An Optimal Anchor Placement Method for Localization in Large-Scale Wireless Sensor Networks

ÇAVDAR T., GÜNAY F. B., Ebrahimpour N., Kakiz M. T.

INTELLIGENT AUTOMATION AND SOFT COMPUTING, vol.31, no.2, pp.1197-1222, 2022 (SCI-Expanded) identifier identifier

  • Publication Type: Article / Article
  • Volume: 31 Issue: 2
  • Publication Date: 2022
  • Doi Number: 10.32604/iasc.2022.020127
  • Journal Indexes: Science Citation Index Expanded (SCI-EXPANDED), Scopus, Applied Science & Technology Source, Computer & Applied Sciences
  • Page Numbers: pp.1197-1222
  • Keywords: Wireless sensor networks, localization, anchor node placement, grey wolf optimization, particle swarm optimization, ALGORITHM, DEPLOYMENT, SELECTION
  • Karadeniz Technical University Affiliated: Yes


Localization is an essential task in Wireless Sensor Networks (WSN) for various use cases such as target tracking and object monitoring.
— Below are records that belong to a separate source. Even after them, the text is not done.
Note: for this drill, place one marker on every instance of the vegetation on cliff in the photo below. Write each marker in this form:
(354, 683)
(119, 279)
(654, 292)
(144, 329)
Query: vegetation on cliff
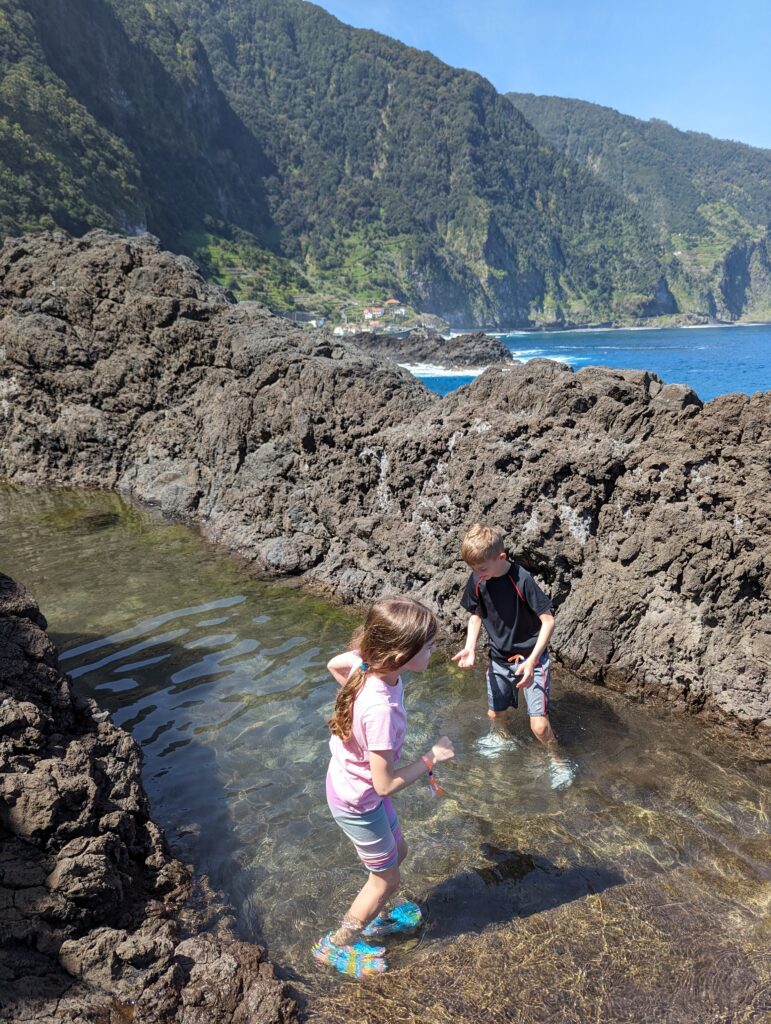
(336, 162)
(708, 200)
(304, 162)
Anchor nodes play a critical role in this task since they can find their location via GPS signals or manual setup mechanisms and help other nodes in the network determine their locations. Therefore, the optimal placement of anchor nodes in a WSN is of particular interest for reducing the energy consumption while yielding better accuracy at finding locations of the nodes. In this paper, we propose a novel approach for finding the optimal number of anchor nodes and an optimal placement strategy of them in a large-scale WSN, based on the output of Grey Wolf Optimization (GWO) and Particle Swarm Optimization (PSO) methods. As an initial step in this approach, the virtual localization process is executed over a virtual coordinate system in order to optimize the efficiency of the localization process. GWO and PSO methods are compared with a coverage-based analytical method and machine learning approaches such as Support Vector Machine (SVM) regression and Multiple Regression. The simulations we run with different numbers of nodes in a WSN and different communication ranges of nodes demonstrate that the proposed approaches are superior for minimizing the localization errors while reducing the number of anchor nodes.